Fung Wah Bus Transportation Inc. is waiting to hear back from the Federal Motor Carrier Safety Administration about an appeal filed by Feb. 3 after three-quarters of the buses in the fleet failed to meet several safety standards.
The Jan. 24 rejection letter came as a result of the carrier’s “refusal to comply” with the FMCSA regulations, the letter stated.
Marissa Padilla, a spokesperson for the FMCSA, said the company, which provides transportation between New York Chinatown and Boston Chinatown, submitted their request for authority to operate by mail by the July 31 deadline, in accordance with a consent agreement between the carrier and the agency made on July 29.
FMCSA rejected Fung Wah’s request to resume operating their buses, since being taken off the road in March. The company subsequently submitted three online applications on Oct.11, Nov. 5 and Dec. 5, despite the fact that the July 31application was still pending, Padilla said.
The FMCSA’s application rejection letter states the illegitimate online applications as an apparent attempt to avoid FMCSA’s passenger carrier vetting process.
“FMCSA thoroughly reviewed Fung Wah’s application and determined that the company is not willing or able to comply with the safety standards we require to protect passengers, drivers and the motoring public,” Padilla said.
Fung Wah’s buses were removed from the roads when the Massachusetts Department of Public Utilities found structural and maintenance deficiencies in the company’s 21 buses, the letter said. The FMCSA issued an Imminent Hazard Out-of-Service Order. The carrier’s operating authority was revoked March 1, after the company refused to turn over documentation to safety inspectors.
The FMCSA safety investigators found evidence of dangerous conditions on the buses. Their failure to inspect and maintain vehicles, falsified inspection records and lack of compliance with hours-of-service regulations were cited in the FMCSA’s rejection, Padilla said.
“Individually and cumulatively, these violations and conditions of operations substantially increase the likelihood of serious injury or death to Fung Wah drivers, passengers and the traveling public,” she said.
Fung Wah representatives submitted a written appeal to the rejection letter.

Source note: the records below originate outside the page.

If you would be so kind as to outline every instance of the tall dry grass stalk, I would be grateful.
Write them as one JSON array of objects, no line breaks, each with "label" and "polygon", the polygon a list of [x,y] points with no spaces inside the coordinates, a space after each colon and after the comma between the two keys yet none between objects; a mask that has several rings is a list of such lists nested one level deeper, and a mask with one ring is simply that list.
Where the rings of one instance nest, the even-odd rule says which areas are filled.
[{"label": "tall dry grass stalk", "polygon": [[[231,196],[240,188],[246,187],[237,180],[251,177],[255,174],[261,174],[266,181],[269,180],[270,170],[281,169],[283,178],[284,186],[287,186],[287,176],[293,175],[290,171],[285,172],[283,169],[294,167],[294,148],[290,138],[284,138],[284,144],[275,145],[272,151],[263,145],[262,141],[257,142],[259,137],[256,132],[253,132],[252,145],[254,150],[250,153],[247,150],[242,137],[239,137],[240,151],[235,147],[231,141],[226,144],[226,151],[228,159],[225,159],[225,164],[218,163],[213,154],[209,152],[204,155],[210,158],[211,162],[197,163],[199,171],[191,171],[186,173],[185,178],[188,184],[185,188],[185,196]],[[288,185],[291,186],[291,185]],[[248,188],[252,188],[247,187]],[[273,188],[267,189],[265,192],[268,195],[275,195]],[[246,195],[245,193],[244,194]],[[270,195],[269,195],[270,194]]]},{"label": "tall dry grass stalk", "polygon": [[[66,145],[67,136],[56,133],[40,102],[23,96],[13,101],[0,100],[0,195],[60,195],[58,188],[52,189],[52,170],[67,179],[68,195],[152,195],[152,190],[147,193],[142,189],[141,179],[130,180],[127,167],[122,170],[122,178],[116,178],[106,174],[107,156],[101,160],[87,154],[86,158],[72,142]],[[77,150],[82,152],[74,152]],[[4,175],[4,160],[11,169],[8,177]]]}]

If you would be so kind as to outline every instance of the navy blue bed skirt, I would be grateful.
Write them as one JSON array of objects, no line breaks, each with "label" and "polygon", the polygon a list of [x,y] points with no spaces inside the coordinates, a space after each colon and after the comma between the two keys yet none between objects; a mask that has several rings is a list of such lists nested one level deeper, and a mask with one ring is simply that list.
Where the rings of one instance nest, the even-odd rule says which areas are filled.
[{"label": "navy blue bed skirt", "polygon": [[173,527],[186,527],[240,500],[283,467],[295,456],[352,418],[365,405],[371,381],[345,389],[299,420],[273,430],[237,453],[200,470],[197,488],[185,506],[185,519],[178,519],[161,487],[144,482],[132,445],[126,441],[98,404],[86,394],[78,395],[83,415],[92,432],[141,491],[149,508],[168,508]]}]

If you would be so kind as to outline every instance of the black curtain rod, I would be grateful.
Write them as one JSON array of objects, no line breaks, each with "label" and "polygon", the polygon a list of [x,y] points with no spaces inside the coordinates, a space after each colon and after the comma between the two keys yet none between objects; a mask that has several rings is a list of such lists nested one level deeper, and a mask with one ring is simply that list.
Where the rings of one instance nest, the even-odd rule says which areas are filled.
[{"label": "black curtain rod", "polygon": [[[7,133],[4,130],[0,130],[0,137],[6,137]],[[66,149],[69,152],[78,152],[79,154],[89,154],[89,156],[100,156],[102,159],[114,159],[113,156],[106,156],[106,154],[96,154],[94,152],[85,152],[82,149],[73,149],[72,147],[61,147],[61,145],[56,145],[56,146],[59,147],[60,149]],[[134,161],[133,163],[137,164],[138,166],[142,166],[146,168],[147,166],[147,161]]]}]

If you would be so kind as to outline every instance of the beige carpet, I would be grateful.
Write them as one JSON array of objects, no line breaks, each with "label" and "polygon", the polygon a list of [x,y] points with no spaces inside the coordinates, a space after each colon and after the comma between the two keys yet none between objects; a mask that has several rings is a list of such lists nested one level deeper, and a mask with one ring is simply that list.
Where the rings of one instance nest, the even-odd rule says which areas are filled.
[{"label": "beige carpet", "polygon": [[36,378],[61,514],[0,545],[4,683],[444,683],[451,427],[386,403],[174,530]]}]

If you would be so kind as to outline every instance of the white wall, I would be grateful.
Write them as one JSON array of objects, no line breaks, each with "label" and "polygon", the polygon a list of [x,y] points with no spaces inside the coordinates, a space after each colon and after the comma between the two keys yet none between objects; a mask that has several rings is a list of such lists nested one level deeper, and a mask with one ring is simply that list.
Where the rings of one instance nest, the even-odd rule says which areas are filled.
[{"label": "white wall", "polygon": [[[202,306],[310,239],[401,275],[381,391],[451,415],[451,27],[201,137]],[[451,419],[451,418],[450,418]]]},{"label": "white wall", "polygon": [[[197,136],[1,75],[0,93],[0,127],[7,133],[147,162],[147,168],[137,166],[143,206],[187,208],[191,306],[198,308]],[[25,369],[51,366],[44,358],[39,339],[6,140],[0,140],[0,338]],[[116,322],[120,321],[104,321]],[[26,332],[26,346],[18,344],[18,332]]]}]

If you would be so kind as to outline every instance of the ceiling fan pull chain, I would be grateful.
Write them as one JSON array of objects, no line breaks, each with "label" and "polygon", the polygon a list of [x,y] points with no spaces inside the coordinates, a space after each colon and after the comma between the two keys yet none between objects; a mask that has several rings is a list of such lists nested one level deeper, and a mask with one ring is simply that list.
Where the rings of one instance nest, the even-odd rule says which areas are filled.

Padilla said there is no timeline for review of the appeal, but it will be heard by the FMCSA.
Alexander Linzer, an associate of the New York-based firm Freeman Lewis LLC, is representing Fung Wah in their ongoing battle with the FMCSA.
“We’re ready, willing, and able to get back on the road,” Linzer said.
Several residents said Fung Wah should be working to improve the flaws in their buses before appealing to the FMCSA to continue operations.
Andrew Richards, 23, of Fenway, said he is losing faith in the efficiency of the transportation companies he has taken between Boston and New York.
“Service is getting worse and worse and I feel like I wouldn’t take Fung Wah because I don’t know it,” he said. “Now, knowing all that stuff [about their company], I obviously wouldn’t take it again. I know other companies are kind of the same way. They’re not raising the bar against each other. They are kind of cutting corners, it seems like.”
Hayden Jhon, 28, of Fenway, said price is more of a factor than the company’s history of safety violations in deciding whether or not to patronize Fung Wah.
“I would have to compare and see how much they’re charging,” he said. “If it’s cheap, and I look at the bus, and it looks okay, then I take a ride. It’s a risk I’ll take. I’d keep it in mind, be aware of [their history], but depending on the price, I’d do a lot of risky things.”
Quanesha Boykins, 22, of Fenway, said she has taken Fung Wah’s buses and was not disappointed with their service, despite having been warned about the company’s safety issues.
“I heard rumors before I took it that it was dangerous and the buses tipped over, but when I rode it I felt safe,” she said. “There was nothing wrong with it, but if they’re not changing anything and they have a history of crashes, they should fix that.”